What are some of the tasks that you both are focused on at your respective companies that will be a whole lot easier when we introduce Generative AI into data?
Chris Aberger:
So we're working on two main things at a Numbers Station right now. Although the vision and scope that we want to go after long term are much broader across the modern data stack. And really right now, actually interestingly for this podcast, it's all built on top of dbt. So we're always emitting dbt transformations.
It's just how can we accelerate those analytics engineers that are out there right now, as well as eliminate some of this bifurcation that occurs with data science teams inside of these organizations. So the two things that we have right now are these custom text-to-SQL models and techniques that I'll learn over your dbt scripts that you already have inside of your organization, as well as your data models and data that you have inside of your organization to help you write faster dbt code in the future.
And then the second thing is, right now AI is all locked up on the data science teams.
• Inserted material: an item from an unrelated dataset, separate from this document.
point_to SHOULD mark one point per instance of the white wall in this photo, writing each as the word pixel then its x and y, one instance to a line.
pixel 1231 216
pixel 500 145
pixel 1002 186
And these foundation models make it really easy for anyone to do something like a simple classification or sentiment analysis. And sometimes you might want to do that inside of your data transformations. So what we're doing right now as well as bringing these AI techniques.
We're not claiming that you'd want to do something like make a lending decision inside of dbt, but for something simple, like I have a bunch of texts and there are customer reviews, and I would like to extract something from this or put the sentiment in another column. We're bringing these really small shippable models starting from foundation models that can then be deployed using dbt and then something like Snowflake external functions or Redshift external functions. So the two high-level things are accelerating that writing of dbt code right now, and then bringing AI capabilities and democratizing that to this group of analytics engineers.
Sarah Nagy:
Yeah, and so for Seek, our focus is also on SQL generation. Our focus is on providing a natural language interface to anybody in an organization whether they know SQL or not and allowing them to just ask questions that they'd normally ask the data team and be able to get results more quickly.
And also on the back end, help the data team, just be more productive in overseeing the generation of these answers.
Do you expect that the future will look extremely productive, or will the role of the data team shift more fundamentally?
Sarah Nagy:
Just speaking from my personal experience being a data scientist I always wish I had more time to focus on things that only I could do for the business. There are a lot of problems that I really wanted to work on that I was really excited about because I was like if I can just figure out this tough problem, I can help my business make a lot of money in a significant way, or save a lot of money based on the analysis that I wanted to be doing.
And so our vision is it will actually allow data teams to work on just more meaningful tasks. That's what our tagline is: seek what matters, focus on the things that matter. And that's the thing that used to frustrate me so much was I just wanted the answer. And so for Seek's interface, we're something that anybody can use, including the data team. And if you just want an answer, I want this insight so I can get it quickly and make a decision and then go deeper into my research. That's what we're providing. I don't think people understand how old-fashioned and tedious we're going to look back and be like “Wow, remember those days when I had to spend three hours writing one SQL query so I could make one very small decision in my research?”. So I think this is going to unlock a lot of productivity in that respect for sure.